The Stellars Jays (not pictured here) are very partial to the Nepenthe french fries.  The fries come in a basket.  The jays will walk right up and take a fry from the basket and fly away with it.  They fly with fries...hmmm.

Saturday, November 27, 2010

Weaving with cotton singles

I was excited to get to my loom today as I was going to begin weaving a scarf with my cotton singles spun on my book charkha.  This is natural coloured cotton, not sure of the source.  I got it from KBN.

Yesterday I wound a little warp, only six inches wide and long enough for two scarves, from 2/8 bamboo.  This is not the weight system I am used to for bamboo. Jane Stafford, one of my weaving gurus, lists her Bambu yarn in 7 gauge and 12 gauge.  But I got this from Knotty By Nature (KBN) in Victoria, BC and it is tagged as 2/8.  One more weaving mystery...

By the way, when I looked up Jane's site I found that she is now stocking variagated bamboo in both gauges - very tempting!

Anyway, the lovely woman from KBN said she had used this yarn for the warp when she wove her first scarves with her charkha spun singles, so I got some in two colours.

To get back on track:  I threaded a 4,3,2,1 plain weave on my 4 shaft Baby Wolf and sleyed it at 16 epi.  I am a bad girl who does not always sample.  I chose 16 epi because I wanted a fairly open sett and found 15-22 as a recommended sett for 2/8 cotton.  My first scarf will be my sample (bad weaver; slap those hands!)

So, this morning I was ready to start.  I had already spread the warp with some cotton yarn.  I had decided that I would have fringe with the bamboo warp.  I did not want to try hemstitching with my cotton singles, so wove a pic of bamboo, a pic of cotton and another pic of bamboo.  Then I was ready to hemstitch.  Oh heck!  I forgot to bring an embroidery needle. 

I pawed through the little sewing kit I had made up for Bruce and took the needle with the largest eye.  I was able to thread the bamboo using a needle threader.  Being careful not to split threads with the sharp point of the needle, I did the hemstitching.  Here is a picture of the needle and hemstitching.  Doesn't the colour of the bamboo and the cotton match nicely?

And here is a picture of the lovely shuttle, also from KBN, designed to hold the spindles from the charkha.  I love it!  No steps in between spinning and weaving!

The weaving is slow but steady.  I don't want to beat too hard and I need to angle the weft as I lay it in.  Also, the singles wants to twist a bit.  But I am thrilled with the look of the weaving and that the cotton is holding together (so far - don't want to jinx things).  Here it is after a bit more weaving.

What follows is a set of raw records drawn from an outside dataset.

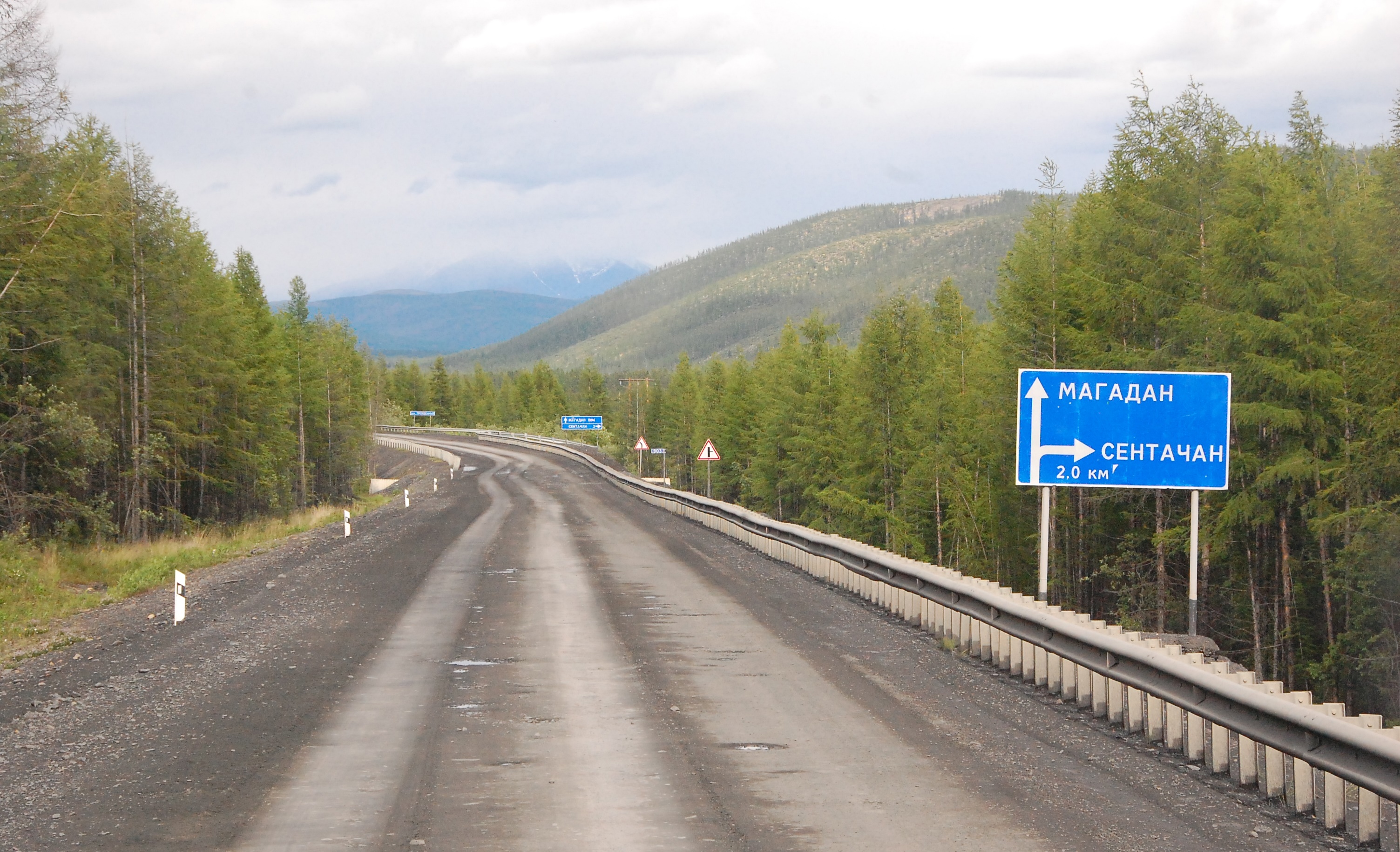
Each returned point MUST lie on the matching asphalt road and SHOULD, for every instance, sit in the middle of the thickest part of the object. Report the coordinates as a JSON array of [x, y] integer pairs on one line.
[[533, 659]]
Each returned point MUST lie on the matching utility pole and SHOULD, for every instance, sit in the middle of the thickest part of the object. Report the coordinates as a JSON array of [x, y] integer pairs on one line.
[[640, 407]]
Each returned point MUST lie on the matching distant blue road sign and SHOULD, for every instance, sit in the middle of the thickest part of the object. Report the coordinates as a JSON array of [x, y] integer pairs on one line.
[[572, 422], [1112, 429]]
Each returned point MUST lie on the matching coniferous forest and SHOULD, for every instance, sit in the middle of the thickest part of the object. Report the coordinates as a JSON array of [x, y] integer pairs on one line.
[[148, 389], [1200, 245]]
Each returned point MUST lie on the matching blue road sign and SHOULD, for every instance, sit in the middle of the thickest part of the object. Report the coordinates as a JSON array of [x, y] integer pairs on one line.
[[573, 422], [1114, 429]]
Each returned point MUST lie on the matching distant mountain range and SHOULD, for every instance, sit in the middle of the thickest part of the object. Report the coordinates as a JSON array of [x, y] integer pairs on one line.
[[559, 279], [736, 299], [412, 323]]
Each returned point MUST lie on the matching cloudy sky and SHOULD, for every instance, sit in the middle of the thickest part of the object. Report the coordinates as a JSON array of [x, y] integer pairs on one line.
[[342, 139]]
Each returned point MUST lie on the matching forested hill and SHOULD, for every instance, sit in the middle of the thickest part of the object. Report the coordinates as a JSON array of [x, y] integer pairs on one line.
[[145, 387], [737, 298], [432, 323]]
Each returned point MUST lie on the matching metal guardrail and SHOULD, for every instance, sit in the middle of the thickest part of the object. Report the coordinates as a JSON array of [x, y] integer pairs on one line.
[[454, 462], [1346, 770]]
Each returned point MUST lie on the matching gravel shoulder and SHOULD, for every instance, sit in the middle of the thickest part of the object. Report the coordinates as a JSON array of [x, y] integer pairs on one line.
[[159, 737]]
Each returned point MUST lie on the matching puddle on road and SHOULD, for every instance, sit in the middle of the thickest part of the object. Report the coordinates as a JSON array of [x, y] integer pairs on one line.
[[755, 746]]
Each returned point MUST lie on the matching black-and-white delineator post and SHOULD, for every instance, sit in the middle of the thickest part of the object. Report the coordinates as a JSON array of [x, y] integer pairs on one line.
[[708, 455], [180, 598]]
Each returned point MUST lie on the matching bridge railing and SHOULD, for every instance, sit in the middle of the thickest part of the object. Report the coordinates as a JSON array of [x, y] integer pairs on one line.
[[1343, 770]]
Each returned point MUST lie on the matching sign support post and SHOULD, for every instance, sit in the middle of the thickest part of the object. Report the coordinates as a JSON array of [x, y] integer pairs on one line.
[[1196, 529], [1043, 589], [708, 455], [1123, 429]]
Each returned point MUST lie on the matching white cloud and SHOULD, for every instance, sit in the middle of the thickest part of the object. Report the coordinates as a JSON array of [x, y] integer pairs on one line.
[[702, 80], [313, 111], [657, 128], [316, 184], [609, 33]]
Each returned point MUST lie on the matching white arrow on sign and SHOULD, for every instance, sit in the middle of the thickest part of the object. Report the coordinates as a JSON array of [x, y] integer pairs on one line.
[[1038, 394]]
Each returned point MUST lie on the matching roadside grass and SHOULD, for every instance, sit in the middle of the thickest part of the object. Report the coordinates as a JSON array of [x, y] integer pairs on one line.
[[41, 583]]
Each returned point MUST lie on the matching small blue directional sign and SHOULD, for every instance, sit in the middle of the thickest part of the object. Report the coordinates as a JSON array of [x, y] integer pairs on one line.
[[573, 422], [1112, 429]]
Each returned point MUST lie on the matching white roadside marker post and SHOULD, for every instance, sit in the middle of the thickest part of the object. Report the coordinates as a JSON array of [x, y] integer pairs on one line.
[[180, 598]]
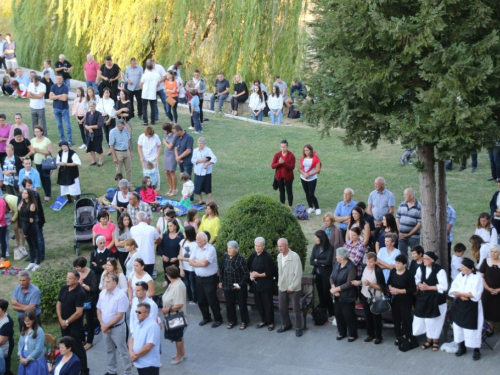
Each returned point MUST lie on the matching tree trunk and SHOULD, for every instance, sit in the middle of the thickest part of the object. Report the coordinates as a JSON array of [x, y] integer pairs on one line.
[[442, 244], [428, 189]]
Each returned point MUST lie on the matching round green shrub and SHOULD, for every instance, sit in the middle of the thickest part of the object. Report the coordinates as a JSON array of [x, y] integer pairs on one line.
[[260, 216], [49, 279]]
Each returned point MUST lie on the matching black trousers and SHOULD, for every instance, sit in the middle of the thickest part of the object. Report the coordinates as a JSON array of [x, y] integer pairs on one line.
[[345, 315], [325, 297], [373, 321], [206, 288], [138, 96], [264, 303], [145, 111], [239, 297], [75, 331], [89, 316], [401, 316], [282, 185], [310, 188]]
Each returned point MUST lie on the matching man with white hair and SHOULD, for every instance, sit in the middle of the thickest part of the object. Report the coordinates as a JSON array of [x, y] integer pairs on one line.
[[145, 236], [64, 67], [380, 201], [90, 69], [204, 261], [289, 286], [343, 210], [409, 221]]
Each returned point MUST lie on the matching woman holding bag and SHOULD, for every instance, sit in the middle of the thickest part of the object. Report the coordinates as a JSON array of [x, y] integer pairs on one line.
[[43, 148]]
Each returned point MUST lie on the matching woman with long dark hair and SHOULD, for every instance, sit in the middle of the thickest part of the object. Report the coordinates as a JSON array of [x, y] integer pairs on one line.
[[28, 217], [122, 233], [322, 262]]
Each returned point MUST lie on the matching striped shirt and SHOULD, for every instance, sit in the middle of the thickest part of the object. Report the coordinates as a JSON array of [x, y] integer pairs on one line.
[[409, 217], [119, 139]]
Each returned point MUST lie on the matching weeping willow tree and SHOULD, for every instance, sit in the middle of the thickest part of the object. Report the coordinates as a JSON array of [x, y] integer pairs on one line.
[[256, 38]]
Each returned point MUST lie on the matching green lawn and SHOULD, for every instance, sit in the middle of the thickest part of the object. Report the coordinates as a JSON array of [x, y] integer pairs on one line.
[[244, 152]]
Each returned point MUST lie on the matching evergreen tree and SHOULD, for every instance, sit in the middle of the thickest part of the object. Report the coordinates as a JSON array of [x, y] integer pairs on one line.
[[424, 71]]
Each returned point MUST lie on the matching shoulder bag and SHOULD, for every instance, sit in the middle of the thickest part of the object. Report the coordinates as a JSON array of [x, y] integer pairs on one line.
[[49, 163], [380, 304]]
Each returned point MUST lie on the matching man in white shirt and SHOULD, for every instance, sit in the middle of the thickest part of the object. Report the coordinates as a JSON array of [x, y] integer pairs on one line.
[[149, 82], [36, 94], [111, 309], [145, 236], [204, 261], [141, 296]]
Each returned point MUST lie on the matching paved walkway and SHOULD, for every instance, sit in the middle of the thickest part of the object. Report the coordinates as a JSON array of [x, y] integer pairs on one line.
[[257, 351]]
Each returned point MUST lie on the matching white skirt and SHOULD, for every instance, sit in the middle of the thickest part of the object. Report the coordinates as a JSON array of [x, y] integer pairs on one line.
[[71, 189]]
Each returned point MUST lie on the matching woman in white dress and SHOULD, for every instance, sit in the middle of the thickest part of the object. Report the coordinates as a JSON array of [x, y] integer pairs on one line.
[[68, 176]]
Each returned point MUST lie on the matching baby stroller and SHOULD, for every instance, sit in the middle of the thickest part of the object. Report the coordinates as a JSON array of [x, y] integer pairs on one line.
[[85, 218]]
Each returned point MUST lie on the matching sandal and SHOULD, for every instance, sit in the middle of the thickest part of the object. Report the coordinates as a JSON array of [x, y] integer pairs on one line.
[[426, 345]]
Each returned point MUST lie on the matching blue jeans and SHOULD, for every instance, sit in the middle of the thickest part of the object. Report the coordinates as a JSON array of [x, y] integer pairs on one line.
[[190, 282], [61, 114], [221, 101], [163, 98], [172, 110], [274, 118], [93, 84], [259, 116], [67, 82]]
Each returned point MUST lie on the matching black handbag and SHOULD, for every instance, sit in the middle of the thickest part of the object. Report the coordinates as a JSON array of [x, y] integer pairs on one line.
[[49, 163], [380, 304], [407, 342]]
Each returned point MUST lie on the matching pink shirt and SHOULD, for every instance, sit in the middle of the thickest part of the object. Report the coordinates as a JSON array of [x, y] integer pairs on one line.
[[107, 233], [4, 133], [91, 70]]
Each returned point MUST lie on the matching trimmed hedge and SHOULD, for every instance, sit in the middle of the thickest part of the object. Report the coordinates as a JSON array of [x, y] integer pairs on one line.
[[260, 216], [49, 279]]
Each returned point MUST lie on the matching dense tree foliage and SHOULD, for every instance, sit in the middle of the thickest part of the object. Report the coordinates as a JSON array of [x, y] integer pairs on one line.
[[253, 37], [426, 72]]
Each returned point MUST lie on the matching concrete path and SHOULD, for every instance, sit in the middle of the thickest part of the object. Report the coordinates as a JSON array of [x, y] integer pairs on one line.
[[258, 351]]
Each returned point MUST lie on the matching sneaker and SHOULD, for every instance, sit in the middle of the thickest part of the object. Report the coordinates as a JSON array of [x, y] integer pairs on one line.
[[30, 266]]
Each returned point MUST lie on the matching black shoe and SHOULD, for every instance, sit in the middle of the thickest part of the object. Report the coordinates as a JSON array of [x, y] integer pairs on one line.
[[205, 321], [477, 355], [284, 329], [461, 349]]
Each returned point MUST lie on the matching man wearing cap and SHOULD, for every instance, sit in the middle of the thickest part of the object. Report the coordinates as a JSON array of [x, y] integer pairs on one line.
[[430, 306], [36, 94], [467, 310], [120, 146]]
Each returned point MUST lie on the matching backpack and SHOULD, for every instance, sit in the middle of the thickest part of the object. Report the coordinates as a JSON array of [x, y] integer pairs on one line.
[[293, 113], [300, 212]]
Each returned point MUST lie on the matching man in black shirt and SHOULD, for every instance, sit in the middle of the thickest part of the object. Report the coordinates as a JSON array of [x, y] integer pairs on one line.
[[64, 67], [69, 309]]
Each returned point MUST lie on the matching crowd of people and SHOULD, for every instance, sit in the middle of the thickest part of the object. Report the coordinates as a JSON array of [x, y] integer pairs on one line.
[[362, 252]]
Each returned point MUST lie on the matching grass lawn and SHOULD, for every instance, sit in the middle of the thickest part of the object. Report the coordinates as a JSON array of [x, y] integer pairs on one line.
[[244, 152]]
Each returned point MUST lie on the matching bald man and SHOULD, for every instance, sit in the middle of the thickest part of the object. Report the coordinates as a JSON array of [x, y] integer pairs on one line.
[[409, 221]]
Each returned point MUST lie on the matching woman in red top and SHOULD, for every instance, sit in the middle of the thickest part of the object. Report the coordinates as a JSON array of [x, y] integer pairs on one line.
[[284, 163], [309, 168], [106, 228], [172, 91]]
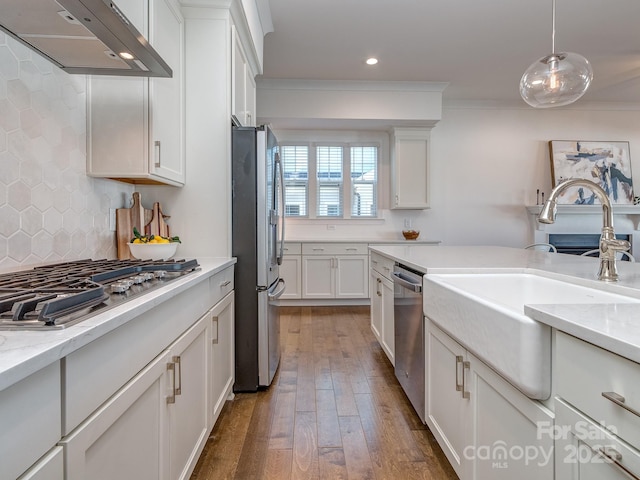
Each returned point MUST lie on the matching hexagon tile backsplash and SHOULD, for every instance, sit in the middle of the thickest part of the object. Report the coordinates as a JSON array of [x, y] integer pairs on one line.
[[50, 210]]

I used a shoelace that Bruce didn't want to lash the warp on, but don't think I did it right.  It is working, so I won't question it too much now.  Will look up someone else's blog for a review before doing it again.  Now I need to get back to weaving.

Frost - that's all!

While my friends on Vancouver Island are "enjoying" snow, we are having cold weather for California.  The highs have been in the 50's F, but most days the sun warms us up more than one would expect.  Today we have quite a bit of wind, which is very common in this valley.  I came scurrying back from a very short walk with Daphne because I was so cold.  The wind made it seem much colder and I had no gloves on.

It is mostly cloudy with brief light showers, so the sun is not as helpful as usual.  Here is a frosty roof from a few days ago.
Nothing compared to snow!

Saturday, November 20, 2010

Spinning on a charkha

For my birthday this year, I told Bruce that I wanted a charkha.  He said "A what?"  I explained that a book charkha is what is used to spin cotton in India, and that it was developed for Mahatma Gandhi.

This description of the charkha is from Mark Shepard's website:

"Charkha, literally meaning “wheel,” is India’s generic term for any spinning wheel or hand-cranked spinning machine. The type of charkha available in the U.S. is more strictly identified as the box charkha. The various models of box charkha have been designed and then manufactured by Gandhi’s co-workers and followers as part of his “khadi movement,” to promote self-sufficiency in cloth-making. The double-wheel drive, which allows greater speed and control as well as portability, is Gandhi’s own innovation.
The box charkha is commonly available in two sizes: “briefcase” and “book.” The smaller book charkha is more portable but tricker to adjust and use, so the briefcase charkha is usually the best first choice."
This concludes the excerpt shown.